Conforden tacque e guardò Jerome. «Siete riuscito a seguirmi fin qui?»

«Fin qui e anche oltre» rispose Jerome. Il caldo eccessivo della stanza non riusciva a vincere il gelo che si era impadronito di lui da quando come in un lampo aveva cominciato a capire perché, fin dai tempi biblici, stranieri si erano furtivamente mescolati ai popoli della Terra.

«Forse sarà come dite» proseguì Conforden «ma io debbo chiarirvi i fatti storici. La parola dorriniana che definisce il ricettacolo dei kald dei Quattromila è Thrabben, e d’ora in avanti mi servirò di questo termine. Nessuna parola terrestre riuscirebbe nemmeno lontanamente a spiegare cosa significa il Thrabben per i dorriniani. È più che divino, è l’anima della nostra razza, l’incarnazione del nostro passato e del nostro futuro. Ogni dorriniano sarebbe pronto a dare senza esitazione la vita per proteggerlo, e il massimo onore a cui ciascuno di noi possa aspirare è di diventare Guardiano. Per questo noi li chiamiamo semplicemente Guardiani, in quanto nelle nostre esistenze tutto il resto è subordinato a questo compito.»

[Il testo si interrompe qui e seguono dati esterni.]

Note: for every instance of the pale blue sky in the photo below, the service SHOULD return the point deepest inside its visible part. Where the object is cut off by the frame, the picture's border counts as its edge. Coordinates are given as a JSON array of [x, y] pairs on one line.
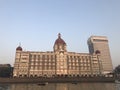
[[36, 23]]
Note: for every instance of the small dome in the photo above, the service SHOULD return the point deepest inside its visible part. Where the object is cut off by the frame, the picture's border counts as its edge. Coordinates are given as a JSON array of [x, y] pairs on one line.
[[60, 40], [97, 52], [19, 48]]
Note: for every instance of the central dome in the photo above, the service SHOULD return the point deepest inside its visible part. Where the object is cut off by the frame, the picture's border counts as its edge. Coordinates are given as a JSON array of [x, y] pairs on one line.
[[60, 40]]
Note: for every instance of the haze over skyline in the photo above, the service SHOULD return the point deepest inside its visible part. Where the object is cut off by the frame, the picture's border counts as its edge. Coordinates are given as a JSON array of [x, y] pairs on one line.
[[36, 24]]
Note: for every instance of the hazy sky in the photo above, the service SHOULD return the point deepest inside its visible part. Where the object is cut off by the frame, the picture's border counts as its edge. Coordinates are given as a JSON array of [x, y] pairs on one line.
[[36, 23]]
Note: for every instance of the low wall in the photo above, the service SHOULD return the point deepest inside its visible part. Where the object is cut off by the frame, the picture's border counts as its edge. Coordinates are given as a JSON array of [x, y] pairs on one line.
[[57, 80]]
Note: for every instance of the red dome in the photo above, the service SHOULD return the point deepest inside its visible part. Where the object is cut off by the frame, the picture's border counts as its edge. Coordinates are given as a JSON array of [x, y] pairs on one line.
[[97, 52], [19, 48], [60, 40]]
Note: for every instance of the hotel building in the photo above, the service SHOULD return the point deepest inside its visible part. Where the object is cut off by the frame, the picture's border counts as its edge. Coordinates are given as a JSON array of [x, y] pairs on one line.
[[101, 43], [59, 62]]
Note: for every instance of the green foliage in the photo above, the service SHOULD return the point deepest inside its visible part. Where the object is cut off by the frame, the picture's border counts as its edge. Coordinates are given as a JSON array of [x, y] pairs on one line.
[[117, 70]]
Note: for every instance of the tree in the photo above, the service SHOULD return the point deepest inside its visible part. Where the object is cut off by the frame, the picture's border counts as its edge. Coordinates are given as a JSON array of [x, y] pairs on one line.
[[117, 70]]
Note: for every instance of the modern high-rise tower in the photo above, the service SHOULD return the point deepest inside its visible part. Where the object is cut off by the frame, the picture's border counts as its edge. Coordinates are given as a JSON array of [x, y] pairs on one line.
[[100, 43]]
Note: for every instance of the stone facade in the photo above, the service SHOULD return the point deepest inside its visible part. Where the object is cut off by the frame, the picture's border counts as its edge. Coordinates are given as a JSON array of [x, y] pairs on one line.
[[101, 43], [58, 62]]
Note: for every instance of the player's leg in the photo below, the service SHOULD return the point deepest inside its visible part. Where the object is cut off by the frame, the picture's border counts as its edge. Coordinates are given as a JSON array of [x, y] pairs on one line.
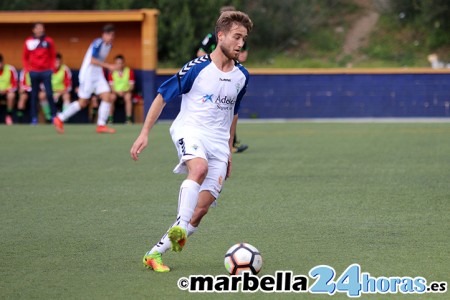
[[23, 98], [111, 110], [187, 200], [45, 106], [47, 81], [128, 99], [209, 192], [94, 108], [10, 97], [237, 146], [35, 78], [66, 100]]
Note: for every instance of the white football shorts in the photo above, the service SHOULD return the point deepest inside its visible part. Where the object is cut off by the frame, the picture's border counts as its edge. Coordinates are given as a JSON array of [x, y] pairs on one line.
[[191, 147]]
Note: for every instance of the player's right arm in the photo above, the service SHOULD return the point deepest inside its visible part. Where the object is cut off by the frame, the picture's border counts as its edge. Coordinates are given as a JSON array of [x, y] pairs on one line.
[[95, 59], [150, 120]]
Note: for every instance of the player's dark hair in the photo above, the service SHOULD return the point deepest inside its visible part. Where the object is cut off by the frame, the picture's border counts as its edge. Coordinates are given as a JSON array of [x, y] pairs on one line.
[[35, 24], [228, 18], [227, 8], [108, 28], [119, 56]]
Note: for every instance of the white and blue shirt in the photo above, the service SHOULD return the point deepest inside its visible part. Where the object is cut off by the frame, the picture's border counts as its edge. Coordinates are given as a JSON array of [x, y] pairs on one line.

«Voi siete un Guardiano?» chiese Jerome.

«Ho questo onore.»

«Ma il vostro compito non consiste solo nel sorvegliare il Thrabben, non è vero?» Parlando Jerome guardava gli altri Terrestri. «A cosa servirebbe sorvegliare in eterno questo coagulo pietrificato? Giusto?»

«Giusto» rispose Conforden. «I Guardiani avevano anche la responsabilità di trasportare il Thrabben sulla Terra.»

«Una bella responsabilità» commentò Jerome.

«Potete ben dirlo.» Conforden non aveva apparentemente rilevato il tono ironico. «La mancanza di risorse non ci permetteva di creare i mezzi per trasportare il Thrabben attraverso lo spazio. Così ci mettemmo a lavorare clandestinamente sulla Terra, sistemando dorriniani in posti chiave, guidando dapprima la coscienza razziale umana verso l’astronomia e l’idea delle esplorazioni spaziali, poi pilotando la vostra scienza e la vostra tecnologia nella direzione giusta. Lavoriamo tutti tesi alla realizzazione dell’avvenimento più importante di tutti: il lancio di una nave con equipaggio umano destinata a Mercurio.»